10 Green Commitments
to ensure a more
Sustainable World for our Children
Understanding why we have climate change and how we can solve it.
It starts with us!
Watch our waste
Reduce, recycle, reuse and repair whenever possible. Make sure pollution is minimised and contained. Polluters should pay for the damage they cause. Composting can reduce household waste and feeds our gardens.
The IME estimates that 30-50% of food or 1.2 to 2 billion tons of food produced is wasted (25). It ‘blames the staggering new figures in its analysis of unnecessarily strict sell-by-dates, buy-one-getone-free and Western consumer demand for cosmetically perfect food, along with poor engineering and agricultural practises, inadequate infrastructure and poor storage’. It claims that up to 30% of the United Kingdom’s vegetable crops are never harvested because they do not meet the exacting standards for physical characteristics (such as size and colour). ‘Globally, retailers generate 1.6 million tons of food waste annually in this way.’ Certainly these wasteful practices must be eliminated and better ways found to distribute this food to poorer communities.
In New Zealand the solid waste that is sent to landfill each year amounts to 1.6 tons per person (39). Much of this could be recycled and composting could reduce household waste by 30%. Municipalities should be investing in power generation equipment to turn the methane from this waste into power.
The annual Auckland non-organic goods collection is positive as many items are redistributed to new owners with a use for them rather than ending up in landfill. Similarly, a free cycling initiative in the United States is an online service which redistributes goods that are no longer needed (2). Recyclebank, which is a loyalty programme for people who recycle frequently, is another worthwhile US initiative (2). By attaching an electronic tag to the recycling bin, the company measures how much a customer is recycling, and the customer is then rewarded with points which can be redeemed at various local businesses. Local government pays Recyclebank to implement the system and saves money from reduced landfill costs. It creates jobs and is good for the environment.
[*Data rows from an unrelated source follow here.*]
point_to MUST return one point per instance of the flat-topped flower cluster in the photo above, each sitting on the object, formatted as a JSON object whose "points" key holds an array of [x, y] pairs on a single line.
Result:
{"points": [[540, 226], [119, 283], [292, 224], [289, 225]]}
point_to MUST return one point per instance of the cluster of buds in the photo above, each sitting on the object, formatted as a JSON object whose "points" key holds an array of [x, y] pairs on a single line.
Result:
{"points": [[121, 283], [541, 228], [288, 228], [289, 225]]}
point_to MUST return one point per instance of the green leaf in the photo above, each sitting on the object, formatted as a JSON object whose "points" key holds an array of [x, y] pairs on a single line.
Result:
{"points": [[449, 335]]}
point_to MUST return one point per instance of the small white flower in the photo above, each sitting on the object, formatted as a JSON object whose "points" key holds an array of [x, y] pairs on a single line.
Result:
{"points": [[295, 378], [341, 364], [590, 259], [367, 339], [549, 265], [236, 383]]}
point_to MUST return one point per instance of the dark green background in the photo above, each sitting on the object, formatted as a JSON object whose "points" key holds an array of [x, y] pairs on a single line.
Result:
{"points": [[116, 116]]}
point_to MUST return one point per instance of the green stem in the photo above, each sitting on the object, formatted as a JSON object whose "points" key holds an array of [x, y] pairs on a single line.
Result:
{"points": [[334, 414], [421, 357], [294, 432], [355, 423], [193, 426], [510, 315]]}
Be careful with the use of chemicals as the effect on the environment is invariably detrimental and their safe disposal must also be factored in. Fertilisers used in agriculture cause imbalances in the soil with rising nitrogen levels which wash into our rivers and oceans. ‘They encourage algal blooms and deplete oxygen levels to the point that nothing else can survive. So while in this case significant economic benefit comes from higher food production, significant economic loss comes from loss of drinking water, loss of fisheries and dead rivers. This eutrophication loss is estimated to be as much as $2.2 billion in the US in 2009’ (2). As many as 90% (7) of our rivers in the supposedly 100% pure NZ are polluted.
We have become a throwaway society: instead of fixing things it is cheaper to throw them away and replace. Manufacturers now make it difficult to open merchandise for repairs. This means more profits for the companies concerned but such practices are detrimental to the environment. If we followed the polluter pays principle, far fewer goods would end up in landfills as the quality of goods would improve.
Packaging causes a huge waste problem although much is recycled. If manufacturers added in the disposal costs of packaging to the price of the item, it would be different. Surely reusable containers make sense. Perhaps if we become less brand conscious we would accept the same goods in more modest, simpler packaging with fewer layers. Perhaps we need to have less variation in container types and different companies could reuse the same recycled container (without having to remake it from recycled material) – they could simply add their label. Suppliers of goods could design better packaging that is also easier to recycle in many instances.
Take the simple plastic bag. We make about 500 billion per year (40). In South Africa it caused so much litter it was called the new national flower! Two changes were introduced and have helped: consumers must pay for each bag and the thickness of the bag has been increased to 80 microns so that it can be recycled.